Comparative Experiments V1 to V4

Example 1 was repeated except that HBCD and / or dicumyl as a flame retardant synergist were omitted. In Comparative Experiment V2 HBCD was added to the polystyrene melt in the main stream at 22O ⁰ C prior to addition of the blowing agent. The residence time of the HBCD at a temperature above 19O ⁰ C was 40 minutes. The resulting EPS granules were colored very brown.

The expandable polystyrene granules obtained were prefoamed in flowing steam to form foam particles having a density of about 20 g / l and, after storage for 24 hours in gas-tight forms, welded to foam bodies by means of steam.

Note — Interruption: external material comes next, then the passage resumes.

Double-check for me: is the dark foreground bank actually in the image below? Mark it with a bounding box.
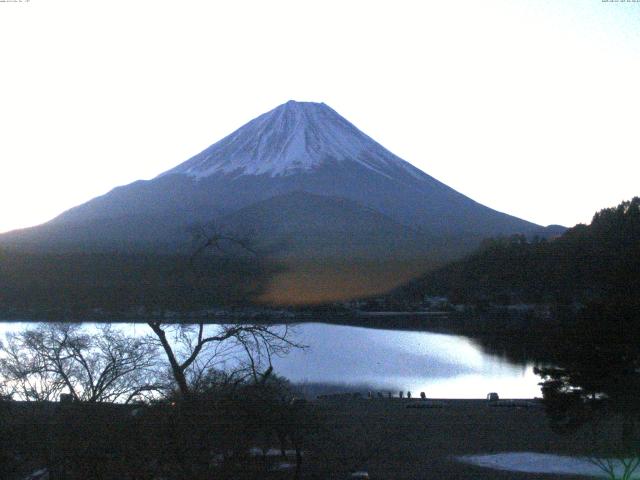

After storage of the foam body for 72 hours, the fire behavior was determined. For this purpose, the foam bodies were ignited in a horizontal fire test for 2 seconds with a Bunsen burner flame and then removed from the flame. Afterburning times of less than 6 seconds are suitable for passing the B2 test according to DIN 4102. The amount of flame retardant (dosage and measured in the EPS particle foam) and the results of the fire protection test are summarized in Table 1. Table 2 shows the foaming behavior of Examples 2 and 4 and Comparative Experiment V1.

Table 1 :

Table 2: Bulk density as a function of the foaming time

Claims

claims

1. A process for the preparation of flame-retardant, expandable Styrolpolyme- ren (EPS) by extrusion of a propellant and flame retardant-containing Sty- rolpolymerschmelze through a nozzle plate with subsequent underwater granulation tion, characterized in that the residence time of the Flammschutzmit¬ means in a Melting temperature in the range of 140 to 22O ⁰ C less than 30 minutes.

2. The method according to claim 1, characterized in that the residence time of the flame retardant at a melt temperature in the range of 170 to 200 ⁰ C is less than 15 minutes.

3. The method according to claim 1 or 2, characterized in that the flame retardant of the Teibmittel-containing styrene polymer melt is metered.

4. The method according to any one of claims 1 to 3, characterized in that the flame retardant is premixed in a side extruder with a proportion Styrolpolymer¬ melt and the styrene polymer melt is metered in the main stream.

5. The method according to any one of claims 1 to 4, characterized in that the flame retardant is an organic bromine compound having a bromine content of at least 70 wt .-% is used.

6. The method according to claim 5, characterized in that is used as Flammschutzmit¬ tel hexabromocyclododecane.

7. The method according to any one of claims 1 to 6, characterized in that the styrene polymer melt additionally dicumyl or dicumyl peroxide is added as Flamm¬ Schutzsynergist.

8. The method according to claim 7, characterized in that the Flammschutz¬ medium and the Flammschutzsynergist is micronized prior to addition to a mean particle diameter in the range of 0.1 to 50 microns.